Police college in Shenyang, Liaoning, China

The Criminal Investigation Police University of China (CIPUC; 中国刑事警察学院) is a national public university and police academy located in Shenyang, Liaoning, China. Originally founded in 1948, it is affiliated with and funded by the Ministry of Public Security of China. The university offers undergraduate, graduate, and professional training programs, with a specialized emphasis on criminal investigation science and technology research and training for Chinese police forces nationwide.

The academy is a training base for technical reconnaissance cadres of the Ministry of Public Security, a training base for anti-narcotics police of the Ministry of Public Security, and a "criminal investigation backbone training base for the security departments of the entire military" designated by the Political Work Department of the Central Military Commission. It is known as "the highest educational institution for Chinese criminal police."

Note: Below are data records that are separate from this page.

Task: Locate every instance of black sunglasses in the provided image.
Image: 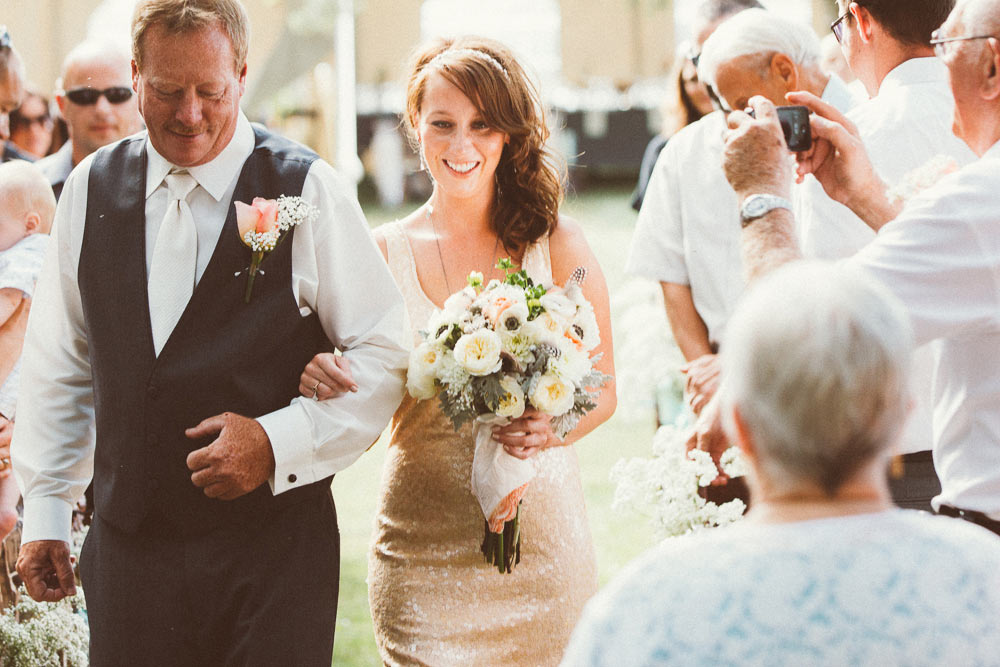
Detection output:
[830,9,851,44]
[66,86,132,107]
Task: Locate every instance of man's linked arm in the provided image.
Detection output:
[11,161,94,542]
[257,160,410,493]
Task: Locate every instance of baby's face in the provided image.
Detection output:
[0,207,29,252]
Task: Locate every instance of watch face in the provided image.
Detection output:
[746,197,768,218]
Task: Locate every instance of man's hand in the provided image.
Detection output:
[787,91,899,231]
[17,540,76,602]
[722,95,792,200]
[681,354,721,415]
[184,412,274,500]
[687,396,729,486]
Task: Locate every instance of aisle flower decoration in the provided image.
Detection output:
[611,413,748,539]
[407,259,609,573]
[233,195,319,303]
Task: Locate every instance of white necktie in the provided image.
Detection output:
[148,171,198,356]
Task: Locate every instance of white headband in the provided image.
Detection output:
[427,49,509,77]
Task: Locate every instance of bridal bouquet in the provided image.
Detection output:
[611,414,748,538]
[407,259,608,573]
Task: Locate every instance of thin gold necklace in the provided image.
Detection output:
[425,203,500,296]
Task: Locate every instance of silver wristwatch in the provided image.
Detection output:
[740,195,792,227]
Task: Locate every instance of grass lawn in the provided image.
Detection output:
[333,184,653,667]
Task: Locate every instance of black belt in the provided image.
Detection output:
[938,505,1000,535]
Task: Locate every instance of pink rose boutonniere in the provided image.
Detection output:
[234,196,319,303]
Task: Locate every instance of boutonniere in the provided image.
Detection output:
[234,196,319,303]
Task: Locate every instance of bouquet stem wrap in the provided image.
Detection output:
[472,415,538,573]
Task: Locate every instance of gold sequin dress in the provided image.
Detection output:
[368,223,597,667]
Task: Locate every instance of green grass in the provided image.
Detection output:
[333,184,653,667]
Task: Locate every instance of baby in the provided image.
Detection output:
[0,160,56,538]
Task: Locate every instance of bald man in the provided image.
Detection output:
[720,0,1000,534]
[38,42,142,199]
[0,25,32,162]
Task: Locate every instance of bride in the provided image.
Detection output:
[300,37,615,666]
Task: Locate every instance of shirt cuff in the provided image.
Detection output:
[21,496,73,544]
[257,403,316,495]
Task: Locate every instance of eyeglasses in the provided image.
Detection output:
[930,30,993,58]
[10,115,52,129]
[64,86,132,107]
[830,9,851,44]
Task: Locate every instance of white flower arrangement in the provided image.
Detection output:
[233,195,319,303]
[406,259,609,572]
[611,414,748,539]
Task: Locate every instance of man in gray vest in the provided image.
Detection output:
[7,0,407,667]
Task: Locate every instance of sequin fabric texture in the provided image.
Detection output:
[563,510,1000,667]
[368,223,597,666]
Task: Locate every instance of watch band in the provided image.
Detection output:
[740,194,792,227]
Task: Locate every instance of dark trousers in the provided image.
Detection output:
[80,494,340,667]
[889,451,941,512]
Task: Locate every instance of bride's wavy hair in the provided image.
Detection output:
[405,36,565,251]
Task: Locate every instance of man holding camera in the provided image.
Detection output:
[720,0,1000,534]
[699,0,975,511]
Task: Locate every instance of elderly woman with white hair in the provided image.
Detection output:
[563,263,1000,666]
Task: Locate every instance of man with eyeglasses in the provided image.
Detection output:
[38,42,142,199]
[0,25,31,162]
[720,0,1000,534]
[794,0,975,511]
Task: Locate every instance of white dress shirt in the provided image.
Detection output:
[795,58,976,453]
[844,143,1000,520]
[12,113,409,542]
[794,57,976,259]
[625,76,857,345]
[625,111,745,345]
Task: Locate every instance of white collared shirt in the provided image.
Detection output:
[13,113,409,542]
[795,57,976,453]
[794,57,976,259]
[625,76,857,345]
[844,143,1000,519]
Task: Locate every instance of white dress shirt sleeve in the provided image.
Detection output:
[11,160,94,542]
[625,140,690,285]
[258,160,410,494]
[846,172,1000,345]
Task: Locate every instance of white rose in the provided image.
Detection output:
[406,343,444,401]
[531,373,574,417]
[493,375,524,419]
[523,312,566,346]
[549,338,593,386]
[539,292,576,322]
[455,328,501,375]
[444,286,476,317]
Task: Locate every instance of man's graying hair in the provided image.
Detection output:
[132,0,250,72]
[695,0,764,25]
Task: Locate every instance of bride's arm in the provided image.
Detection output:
[495,216,618,458]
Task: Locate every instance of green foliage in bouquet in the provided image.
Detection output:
[0,586,90,667]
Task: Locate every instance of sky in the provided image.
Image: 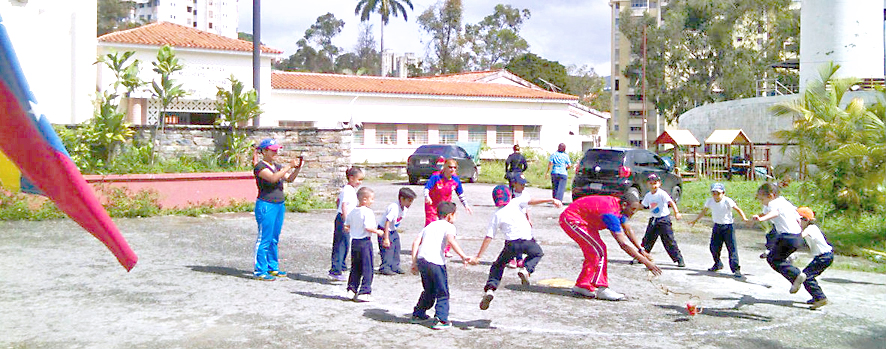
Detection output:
[238,0,611,76]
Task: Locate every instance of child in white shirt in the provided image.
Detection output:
[689,183,748,278]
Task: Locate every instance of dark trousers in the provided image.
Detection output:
[412,259,449,322]
[329,212,351,275]
[803,252,834,301]
[551,173,569,201]
[483,239,544,291]
[643,216,683,263]
[766,233,803,283]
[348,237,373,294]
[378,227,400,272]
[711,224,740,273]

The school's predecessor was the Northeast Public Security Training Team, which was founded in May 1948. It has gone through development stages as the Northeast Public Security Cadre School, the Central People's Police Cadre School, the First People's Police Cadre School of the Ministry of Public Security, and the People's Police Cadre School of the Ministry of Public Security. In November 1981, with the approval of the State Council, the academy was expanded into the China Criminal Police Academy, becoming the first public security college in China to provide undergraduate education in public security majors. The academy obtained the right to confer master's degree in 1998.